Ich versuchte noch eine weitere halbe Stunde mir das Zeug über Genetik in den Kopf zu prügeln, musste aber jeden Satz drei mal lesen bis ich ihn verstand. So machte das Lernen nicht wirklich Spaß und war nicht gerade sinnvoll. Ich machte mir einfach zu viele Gedanken darüber, dass Peter das alles mehr weh tat und schadete als er bereit war zu zeigen. Ich wusste, dass er unter all seinen Problemen litt, aber niemals freiwillig mit allem was ihn runter zog und mit seinen Gefühlen herausrücken würde. Er hatte mir gestern nur die Spitze des Eisberges gezeigt und auch ohne den Rest zu kennen gab es für mich Grund genug mir Sorgen zu machen. Seufzend schloss ich die Augen, Justus würde mir den Stoff später erklären müssen.

Peter PoV 

Ich rannte und rannte. Ich hatte keine Ahnung wie lange schon, aber ich wusste, dass wenn ich stoppte alles zurück kommen würde. Ich hatte das Gefühl, ich könnte, wenn ich nur schnell genug war, vor meinen Problemen und den damit verbundenen Gefühlen, im wahrsten sinne des Wortes, davon laufen. Aus Erfahrung wusste ich, dass ich niemals schnell genug sein würde.

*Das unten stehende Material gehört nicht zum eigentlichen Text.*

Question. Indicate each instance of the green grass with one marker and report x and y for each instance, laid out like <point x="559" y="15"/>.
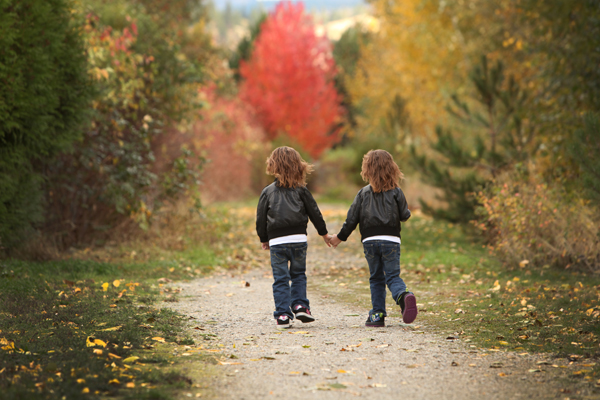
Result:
<point x="52" y="311"/>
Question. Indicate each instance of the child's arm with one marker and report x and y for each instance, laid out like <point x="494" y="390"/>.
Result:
<point x="402" y="206"/>
<point x="335" y="241"/>
<point x="312" y="209"/>
<point x="351" y="219"/>
<point x="261" y="219"/>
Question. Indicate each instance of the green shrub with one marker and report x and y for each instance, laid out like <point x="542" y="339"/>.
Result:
<point x="44" y="92"/>
<point x="585" y="152"/>
<point x="530" y="222"/>
<point x="146" y="85"/>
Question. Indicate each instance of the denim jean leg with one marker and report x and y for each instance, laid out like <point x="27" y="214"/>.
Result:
<point x="298" y="274"/>
<point x="391" y="265"/>
<point x="281" y="281"/>
<point x="376" y="279"/>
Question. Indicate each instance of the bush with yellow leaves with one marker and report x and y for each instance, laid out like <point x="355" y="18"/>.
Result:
<point x="528" y="221"/>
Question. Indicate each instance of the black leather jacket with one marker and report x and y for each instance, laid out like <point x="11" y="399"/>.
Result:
<point x="285" y="211"/>
<point x="377" y="213"/>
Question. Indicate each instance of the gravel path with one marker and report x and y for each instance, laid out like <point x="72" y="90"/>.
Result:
<point x="337" y="356"/>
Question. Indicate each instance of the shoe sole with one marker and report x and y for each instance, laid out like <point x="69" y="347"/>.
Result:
<point x="410" y="309"/>
<point x="304" y="317"/>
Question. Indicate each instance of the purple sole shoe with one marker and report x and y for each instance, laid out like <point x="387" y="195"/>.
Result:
<point x="410" y="308"/>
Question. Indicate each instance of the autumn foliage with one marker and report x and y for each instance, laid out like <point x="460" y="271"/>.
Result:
<point x="289" y="80"/>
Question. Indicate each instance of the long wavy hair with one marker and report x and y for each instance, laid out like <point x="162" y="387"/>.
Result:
<point x="380" y="171"/>
<point x="287" y="165"/>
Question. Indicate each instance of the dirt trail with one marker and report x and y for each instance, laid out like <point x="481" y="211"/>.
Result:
<point x="337" y="356"/>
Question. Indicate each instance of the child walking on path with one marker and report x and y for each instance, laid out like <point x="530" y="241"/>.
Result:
<point x="282" y="216"/>
<point x="379" y="208"/>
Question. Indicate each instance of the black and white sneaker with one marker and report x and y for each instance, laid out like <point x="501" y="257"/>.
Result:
<point x="376" y="319"/>
<point x="303" y="313"/>
<point x="283" y="322"/>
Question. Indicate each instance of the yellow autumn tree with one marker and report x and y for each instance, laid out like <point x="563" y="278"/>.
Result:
<point x="420" y="53"/>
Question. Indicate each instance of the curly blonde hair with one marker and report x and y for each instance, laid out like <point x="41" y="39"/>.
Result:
<point x="380" y="171"/>
<point x="287" y="165"/>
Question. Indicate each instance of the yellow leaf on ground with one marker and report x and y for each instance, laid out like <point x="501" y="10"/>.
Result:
<point x="114" y="328"/>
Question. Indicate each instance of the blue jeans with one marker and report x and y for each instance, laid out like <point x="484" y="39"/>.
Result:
<point x="286" y="296"/>
<point x="383" y="258"/>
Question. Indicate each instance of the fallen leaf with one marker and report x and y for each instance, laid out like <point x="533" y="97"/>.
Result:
<point x="114" y="328"/>
<point x="337" y="386"/>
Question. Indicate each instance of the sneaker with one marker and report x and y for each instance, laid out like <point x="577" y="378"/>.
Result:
<point x="303" y="313"/>
<point x="408" y="304"/>
<point x="283" y="322"/>
<point x="376" y="319"/>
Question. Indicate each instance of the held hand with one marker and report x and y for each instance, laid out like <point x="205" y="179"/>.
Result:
<point x="334" y="241"/>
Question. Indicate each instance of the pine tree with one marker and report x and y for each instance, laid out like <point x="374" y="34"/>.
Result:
<point x="44" y="93"/>
<point x="501" y="139"/>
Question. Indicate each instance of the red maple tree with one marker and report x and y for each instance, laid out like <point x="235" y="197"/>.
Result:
<point x="289" y="80"/>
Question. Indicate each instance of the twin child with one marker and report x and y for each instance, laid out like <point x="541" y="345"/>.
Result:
<point x="282" y="216"/>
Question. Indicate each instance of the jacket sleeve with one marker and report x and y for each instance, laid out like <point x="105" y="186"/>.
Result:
<point x="312" y="209"/>
<point x="352" y="218"/>
<point x="261" y="217"/>
<point x="403" y="210"/>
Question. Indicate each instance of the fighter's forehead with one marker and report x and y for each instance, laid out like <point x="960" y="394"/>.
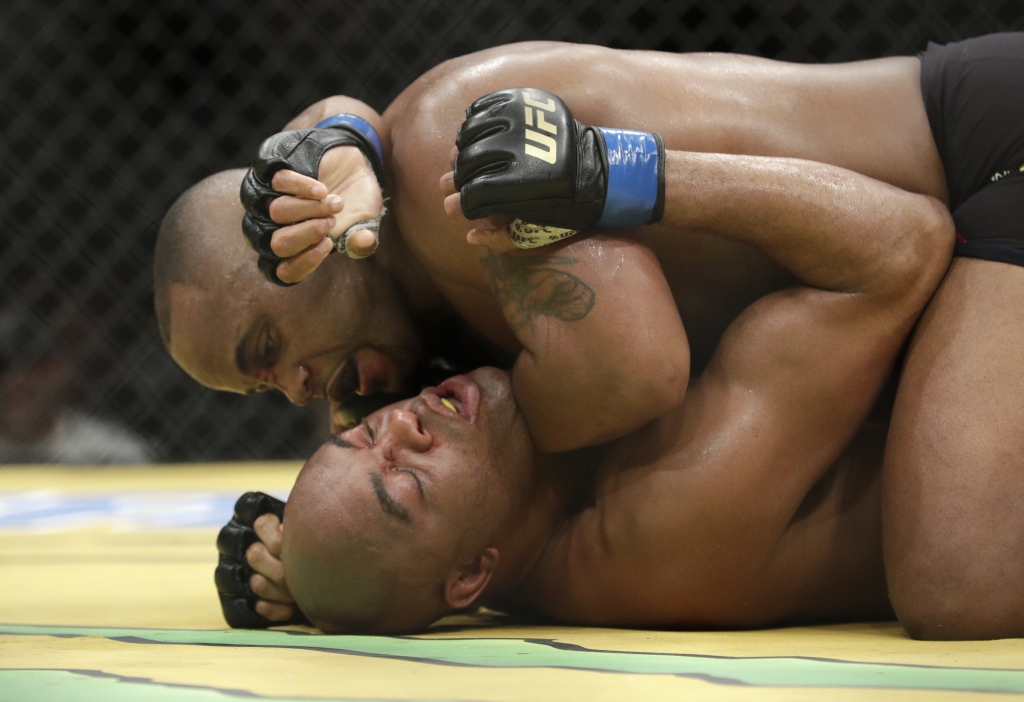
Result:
<point x="205" y="331"/>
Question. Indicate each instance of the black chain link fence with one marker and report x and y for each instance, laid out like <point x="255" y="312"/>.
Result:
<point x="111" y="108"/>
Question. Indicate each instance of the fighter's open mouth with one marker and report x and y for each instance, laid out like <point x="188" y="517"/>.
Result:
<point x="462" y="393"/>
<point x="345" y="383"/>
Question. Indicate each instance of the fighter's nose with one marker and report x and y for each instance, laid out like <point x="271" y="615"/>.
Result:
<point x="404" y="429"/>
<point x="297" y="387"/>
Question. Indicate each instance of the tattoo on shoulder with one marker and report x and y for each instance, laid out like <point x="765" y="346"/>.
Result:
<point x="531" y="288"/>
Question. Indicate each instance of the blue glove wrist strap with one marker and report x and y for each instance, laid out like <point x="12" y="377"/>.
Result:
<point x="359" y="125"/>
<point x="636" y="189"/>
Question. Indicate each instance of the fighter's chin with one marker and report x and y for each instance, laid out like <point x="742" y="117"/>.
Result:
<point x="495" y="383"/>
<point x="496" y="393"/>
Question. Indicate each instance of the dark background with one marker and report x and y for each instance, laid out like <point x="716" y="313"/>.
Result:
<point x="110" y="110"/>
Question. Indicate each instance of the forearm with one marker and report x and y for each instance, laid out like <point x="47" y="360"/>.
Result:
<point x="833" y="228"/>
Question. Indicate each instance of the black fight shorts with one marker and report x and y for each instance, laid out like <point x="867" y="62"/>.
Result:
<point x="974" y="95"/>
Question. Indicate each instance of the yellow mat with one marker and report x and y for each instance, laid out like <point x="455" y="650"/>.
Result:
<point x="107" y="595"/>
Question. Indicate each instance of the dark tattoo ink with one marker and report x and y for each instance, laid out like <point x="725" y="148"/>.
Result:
<point x="531" y="288"/>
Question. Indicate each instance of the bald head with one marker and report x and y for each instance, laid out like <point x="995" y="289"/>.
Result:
<point x="200" y="239"/>
<point x="350" y="568"/>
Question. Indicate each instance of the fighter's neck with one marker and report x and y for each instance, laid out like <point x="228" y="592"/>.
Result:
<point x="563" y="486"/>
<point x="394" y="258"/>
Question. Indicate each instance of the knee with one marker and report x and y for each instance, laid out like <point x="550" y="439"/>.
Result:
<point x="949" y="609"/>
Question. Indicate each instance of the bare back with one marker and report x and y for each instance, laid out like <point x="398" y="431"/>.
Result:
<point x="867" y="117"/>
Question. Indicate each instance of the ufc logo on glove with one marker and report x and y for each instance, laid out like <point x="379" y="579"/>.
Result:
<point x="521" y="154"/>
<point x="551" y="154"/>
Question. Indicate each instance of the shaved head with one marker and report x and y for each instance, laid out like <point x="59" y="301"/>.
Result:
<point x="200" y="239"/>
<point x="356" y="570"/>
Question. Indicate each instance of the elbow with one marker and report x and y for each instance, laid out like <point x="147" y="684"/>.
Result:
<point x="602" y="407"/>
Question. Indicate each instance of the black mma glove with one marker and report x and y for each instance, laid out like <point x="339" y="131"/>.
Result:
<point x="237" y="599"/>
<point x="522" y="154"/>
<point x="300" y="150"/>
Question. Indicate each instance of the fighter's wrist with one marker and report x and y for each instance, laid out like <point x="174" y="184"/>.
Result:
<point x="635" y="178"/>
<point x="354" y="123"/>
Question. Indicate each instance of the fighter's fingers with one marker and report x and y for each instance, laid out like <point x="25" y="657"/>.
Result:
<point x="263" y="563"/>
<point x="298" y="267"/>
<point x="294" y="238"/>
<point x="448" y="183"/>
<point x="496" y="238"/>
<point x="268" y="528"/>
<point x="453" y="206"/>
<point x="274" y="611"/>
<point x="288" y="210"/>
<point x="363" y="243"/>
<point x="292" y="183"/>
<point x="266" y="589"/>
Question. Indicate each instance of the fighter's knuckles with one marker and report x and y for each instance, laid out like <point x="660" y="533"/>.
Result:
<point x="274" y="611"/>
<point x="233" y="540"/>
<point x="290" y="182"/>
<point x="288" y="210"/>
<point x="453" y="205"/>
<point x="268" y="529"/>
<point x="266" y="589"/>
<point x="446" y="183"/>
<point x="293" y="239"/>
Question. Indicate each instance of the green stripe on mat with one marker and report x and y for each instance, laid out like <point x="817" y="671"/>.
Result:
<point x="531" y="653"/>
<point x="92" y="686"/>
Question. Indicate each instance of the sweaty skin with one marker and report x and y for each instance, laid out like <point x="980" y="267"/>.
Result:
<point x="866" y="117"/>
<point x="754" y="502"/>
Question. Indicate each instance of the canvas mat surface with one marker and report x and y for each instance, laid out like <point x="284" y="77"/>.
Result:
<point x="107" y="595"/>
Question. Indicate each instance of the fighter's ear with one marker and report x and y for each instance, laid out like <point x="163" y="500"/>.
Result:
<point x="467" y="582"/>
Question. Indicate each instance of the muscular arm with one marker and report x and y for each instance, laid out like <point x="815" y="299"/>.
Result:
<point x="702" y="501"/>
<point x="830" y="227"/>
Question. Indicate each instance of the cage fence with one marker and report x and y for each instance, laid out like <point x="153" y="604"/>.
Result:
<point x="110" y="108"/>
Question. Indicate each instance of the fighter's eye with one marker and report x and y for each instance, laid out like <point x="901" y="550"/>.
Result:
<point x="370" y="432"/>
<point x="268" y="346"/>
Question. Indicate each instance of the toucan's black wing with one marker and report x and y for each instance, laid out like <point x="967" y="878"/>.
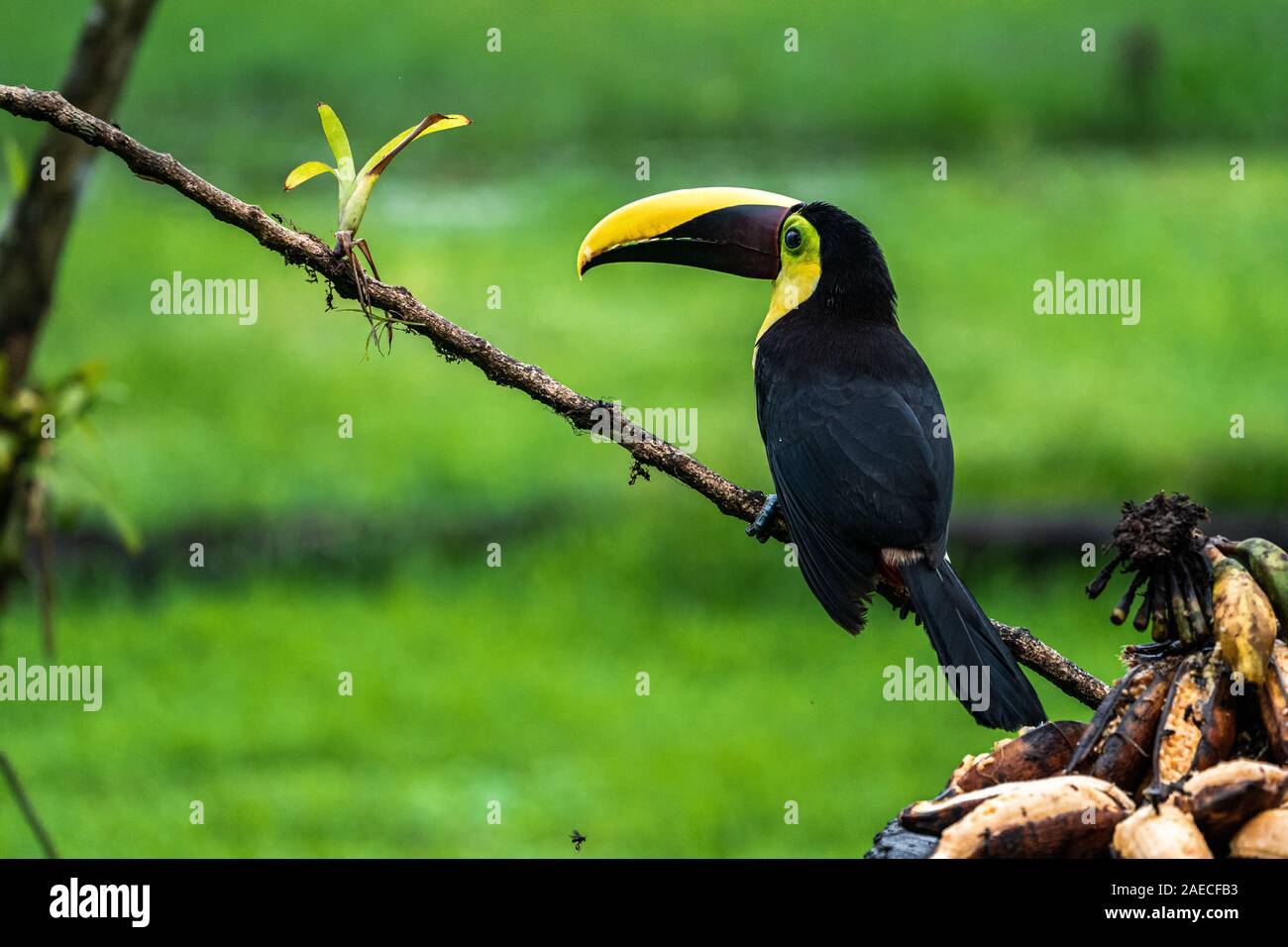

Es würde mich immer einholen. Ich trug es in mir. Ich wollte es nicht. Das Knäuel an Gefühlen, das ich immer runter zu schlucken versuchte. In meinem Bauch war es sicher. Wenn es versuchte hoch zu kommen erstickte es mich, überwältigte und zerriss mich. Ich wollte nicht, dass es in mir hoch kletterte. Wenn ich lief war es so wie es sein sollte, alles wurde dann so viel einfacher. Es war egal. Beim Sport waren die Gefühle Nebensache und alles rückte in den Hintergrund. Ich wischte mir durchs Gesicht, eigentlich um den Schweiß daran zu hindern mir in die Augen zu laufen, aber als ich mit meiner Hand an meiner Wange entlang fuhr bemerkte ich, dass diese nasser war als es normalerweise der Fall war. Ich hatte ohne es zu merken angefangen zu weinen. Wütend wischte ich die Tränen weg und verfluchte mich leise dafür, diese Gefühle überhaupt zugelassen zu haben. Jedes mal wenn das passierte schwor ich mir, dass es nicht noch mal dazu kommen würde. Ich musste stark sein. Für meine Eltern, für Kelly, für Justus und natürlich auch für Bob.

Bob. Wenn ich auch nur an ihn dachte fühlte ich, dass der Knäuel ein ganzes Stückchen wuchs und in Richtung Hals wanderte. Das war nicht gut. In Bobs Anwesenheit war es noch schlimmer, ich musste mich sehr zusammenreißen, um nicht irgendwelche komischen Dinge zu tun oder zu sagen. Ich wusste, dass er sich Sorgen machte. Bob machte sich immer Sorgen. Ich war vielleicht vorsichtiger, was bestimmte Sachen betraf, aber Bob machte sich häufig nur unnötig Gedanken über alle möglichen Dinge. Ich verlangsamte mein Tempo und schaute auf die Uhr. Es war Zeit umzukehren.